Reduzindo a vida aos seus componentes mais simples, fragmentos de genes e proteínas que dependem da maquinaria celular dos organismos hospedeiros para se reproduzirem, os vírus podem surpreender.
Com informações de Science Alert.
Como que para provar que não há honra nem mesmo entre os menores ladrões, algumas entidades semelhantes a vírus, conhecidas como elementos genéticos móveis (MGEs), podem se intrometer nesses assaltos celulares, aproveitando-se do sequestro para promover seus próprios interesses egoístas (ao mesmo tempo que ocasionalmente concedem um ou dois presentes para seu anfitrião).
Embora se saiba há muito tempo que os MGEs tiveram que se aproximar dos chamados vírus “auxiliares” enquanto invadiam uma célula hospedeira, ninguém percebeu o quão perto alguns poderiam chegar.
Mas agora um estudo liderado por investigadores da Universidade de Maryland Baltimore County (UMBC) descobriu sinais claros de MGEs agarrados ao pescoço dos seus ajudantes enquanto infectavam uma população de células bacterianas.
“Quando vi, pensei: ‘Não acredito nisso’”, diz o biólogo e autor principal Tagide deCarvalho.
“Ninguém jamais viu um bacteriófago – ou qualquer outro vírus – se ligar a outro vírus”.
Em um nível fundamental, todos os seres vivos são essencialmente sequências de ácidos nucléicos que replicam de maneira imperfeita. O fato dos nossos genes flutuarem dentro de sacos de lixo microscópicos cheios de uma rica sopa de proteínas, gorduras, minerais e hidratos de carbono é quase secundário – todos estes materiais adicionais garantem, em última análise, que os genes persistam e se repliquem.
Se um gene consegue realizar essa tarefa sem precisar codificar sua própria receita complicada de maquinaria metabólica, então parabéns!
Um tipo de MGE conhecido como ácido nucleico satélite é o mais básico possível. Na falta de códigos para a produção de elementos críticos, como uma cápsula, estas sequências dependem da presença de outros vírus para fabricar a sua maquinaria.
O fago P4 da enterobactéria é um exemplo. Dentro de uma bactéria Escherichia coli, o P4 pode inserir-se no genoma da célula ou simplesmente ficar pendurado como um pedaço de DNA extranuclear conhecido como plasmídeo.

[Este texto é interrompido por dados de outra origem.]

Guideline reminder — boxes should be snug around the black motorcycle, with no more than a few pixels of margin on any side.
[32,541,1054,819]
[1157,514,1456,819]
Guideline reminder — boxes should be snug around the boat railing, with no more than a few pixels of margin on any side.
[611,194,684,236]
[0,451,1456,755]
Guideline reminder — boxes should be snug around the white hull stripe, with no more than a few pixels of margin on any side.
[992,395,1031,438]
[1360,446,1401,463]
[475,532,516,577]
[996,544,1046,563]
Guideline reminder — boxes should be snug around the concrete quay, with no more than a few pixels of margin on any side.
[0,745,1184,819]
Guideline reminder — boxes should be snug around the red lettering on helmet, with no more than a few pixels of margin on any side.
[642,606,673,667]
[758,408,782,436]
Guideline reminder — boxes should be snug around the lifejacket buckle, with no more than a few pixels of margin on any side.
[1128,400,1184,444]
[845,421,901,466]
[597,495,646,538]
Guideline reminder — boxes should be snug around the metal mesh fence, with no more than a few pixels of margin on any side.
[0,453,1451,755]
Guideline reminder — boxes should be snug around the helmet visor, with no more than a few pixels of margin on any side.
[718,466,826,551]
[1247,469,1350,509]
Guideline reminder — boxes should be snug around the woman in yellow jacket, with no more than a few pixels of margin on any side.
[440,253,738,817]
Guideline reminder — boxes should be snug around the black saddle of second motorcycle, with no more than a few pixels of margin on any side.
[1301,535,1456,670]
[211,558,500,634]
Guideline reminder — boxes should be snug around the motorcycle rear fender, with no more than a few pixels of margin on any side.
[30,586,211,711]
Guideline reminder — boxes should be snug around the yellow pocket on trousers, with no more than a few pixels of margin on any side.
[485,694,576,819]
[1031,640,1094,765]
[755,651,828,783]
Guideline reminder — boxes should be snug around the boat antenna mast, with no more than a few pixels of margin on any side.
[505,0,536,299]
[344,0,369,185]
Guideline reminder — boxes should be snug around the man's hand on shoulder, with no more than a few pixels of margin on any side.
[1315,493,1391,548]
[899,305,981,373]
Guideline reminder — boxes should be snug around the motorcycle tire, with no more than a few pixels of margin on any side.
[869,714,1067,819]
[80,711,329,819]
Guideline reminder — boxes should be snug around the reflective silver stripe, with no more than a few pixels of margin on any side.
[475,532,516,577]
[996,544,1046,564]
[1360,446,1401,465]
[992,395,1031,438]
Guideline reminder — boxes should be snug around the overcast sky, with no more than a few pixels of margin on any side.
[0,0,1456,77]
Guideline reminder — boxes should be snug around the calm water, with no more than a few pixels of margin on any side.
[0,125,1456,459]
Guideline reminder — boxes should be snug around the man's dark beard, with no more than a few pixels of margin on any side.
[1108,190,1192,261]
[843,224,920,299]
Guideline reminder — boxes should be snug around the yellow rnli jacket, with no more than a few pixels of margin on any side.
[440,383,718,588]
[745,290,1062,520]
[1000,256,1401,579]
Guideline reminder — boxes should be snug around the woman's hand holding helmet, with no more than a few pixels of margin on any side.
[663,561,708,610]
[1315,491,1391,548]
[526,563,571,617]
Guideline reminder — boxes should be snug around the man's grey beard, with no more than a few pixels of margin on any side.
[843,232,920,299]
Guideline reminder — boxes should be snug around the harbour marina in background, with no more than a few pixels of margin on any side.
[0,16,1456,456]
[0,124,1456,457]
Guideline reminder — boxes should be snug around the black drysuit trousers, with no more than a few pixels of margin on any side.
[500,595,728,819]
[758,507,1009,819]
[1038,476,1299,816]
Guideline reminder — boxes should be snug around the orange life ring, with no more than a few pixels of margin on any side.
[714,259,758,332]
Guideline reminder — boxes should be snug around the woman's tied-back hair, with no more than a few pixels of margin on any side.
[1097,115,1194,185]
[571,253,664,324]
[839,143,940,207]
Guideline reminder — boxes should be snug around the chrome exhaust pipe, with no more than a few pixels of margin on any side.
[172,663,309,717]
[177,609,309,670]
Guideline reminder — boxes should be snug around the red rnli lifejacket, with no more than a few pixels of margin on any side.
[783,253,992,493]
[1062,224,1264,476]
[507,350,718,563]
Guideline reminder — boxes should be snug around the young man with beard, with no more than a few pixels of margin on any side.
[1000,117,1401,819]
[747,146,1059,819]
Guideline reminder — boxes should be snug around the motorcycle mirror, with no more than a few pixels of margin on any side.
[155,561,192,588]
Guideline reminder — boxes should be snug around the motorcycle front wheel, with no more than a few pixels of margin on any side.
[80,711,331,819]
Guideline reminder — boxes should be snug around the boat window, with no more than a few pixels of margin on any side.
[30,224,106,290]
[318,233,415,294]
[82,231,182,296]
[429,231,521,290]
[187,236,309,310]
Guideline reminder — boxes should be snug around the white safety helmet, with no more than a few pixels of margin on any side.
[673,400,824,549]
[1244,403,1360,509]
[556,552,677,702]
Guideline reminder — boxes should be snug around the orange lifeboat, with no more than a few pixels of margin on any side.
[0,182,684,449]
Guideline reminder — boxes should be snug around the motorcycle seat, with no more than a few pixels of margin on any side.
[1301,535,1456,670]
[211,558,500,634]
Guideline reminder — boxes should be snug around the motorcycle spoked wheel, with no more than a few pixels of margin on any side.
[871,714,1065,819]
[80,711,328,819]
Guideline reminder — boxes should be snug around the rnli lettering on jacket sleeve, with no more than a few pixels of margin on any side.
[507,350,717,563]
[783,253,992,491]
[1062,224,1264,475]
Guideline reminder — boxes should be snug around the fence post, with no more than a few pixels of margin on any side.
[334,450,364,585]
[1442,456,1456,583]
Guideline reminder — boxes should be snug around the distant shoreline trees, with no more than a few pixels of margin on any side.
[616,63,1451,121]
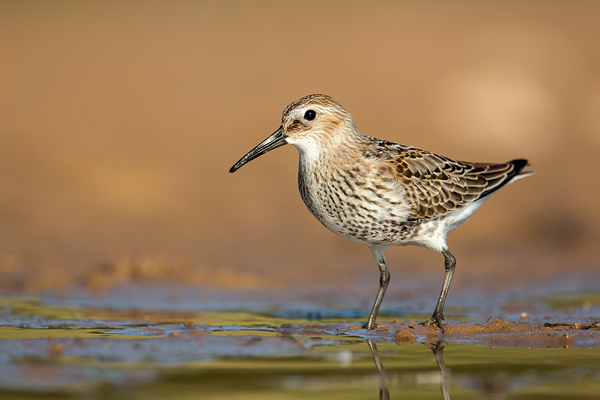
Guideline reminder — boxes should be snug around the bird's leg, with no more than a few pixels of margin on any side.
[423,250,456,333]
[365,257,390,329]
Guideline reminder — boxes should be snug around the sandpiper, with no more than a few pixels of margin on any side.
[229,94,532,332]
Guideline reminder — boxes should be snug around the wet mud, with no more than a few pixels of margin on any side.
[0,289,600,399]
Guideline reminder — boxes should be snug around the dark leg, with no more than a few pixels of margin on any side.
[365,257,390,329]
[423,250,456,333]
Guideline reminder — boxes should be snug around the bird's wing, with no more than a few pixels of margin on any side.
[378,143,527,220]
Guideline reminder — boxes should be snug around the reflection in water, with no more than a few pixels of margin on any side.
[367,339,390,400]
[367,339,450,400]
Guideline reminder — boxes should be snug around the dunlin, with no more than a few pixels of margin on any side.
[229,94,531,331]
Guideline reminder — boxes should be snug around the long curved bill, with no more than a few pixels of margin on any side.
[229,126,287,172]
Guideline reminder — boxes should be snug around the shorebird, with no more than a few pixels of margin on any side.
[229,94,532,332]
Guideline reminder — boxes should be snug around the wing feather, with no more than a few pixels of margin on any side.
[375,141,527,220]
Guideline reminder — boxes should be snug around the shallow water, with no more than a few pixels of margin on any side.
[0,287,600,399]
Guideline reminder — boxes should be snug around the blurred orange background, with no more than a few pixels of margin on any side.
[0,1,600,290]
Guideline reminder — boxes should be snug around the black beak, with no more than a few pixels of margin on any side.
[229,126,287,172]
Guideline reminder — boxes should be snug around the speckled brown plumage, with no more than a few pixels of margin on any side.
[230,94,530,329]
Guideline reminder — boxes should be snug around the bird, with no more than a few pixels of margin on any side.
[229,94,533,333]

Tudo isso muda quando ele compartilha seu hospedeiro com o fago P2 da Enterobactéria. Como uma babá míope que simplesmente não consegue dizer não, P2 tricota casacos de proteína por insistência de P4, encapsulando todos os fragmentos de ácido nucleico satélites até que a célula estoure e os envie para o frio para infectar um novo território.
Esta última descoberta dá um novo toque ao processo. Investigando o que inicialmente suspeitaram ser mera contaminação, os investigadores descobriram um novo grupo de fagos satélites que atacavam uma espécie de bactéria Streptomyces.
Ao contrário do fago Enterobacteria P4s, este fago pode formar seu próprio revestimento. O que falta é o padrão das “calças” – o longo apêndice em forma de cauda que muitos fagos usam para abrir caminho através da parede e das membranas do hospedeiro. Para isso, precisa de um ajudante próprio.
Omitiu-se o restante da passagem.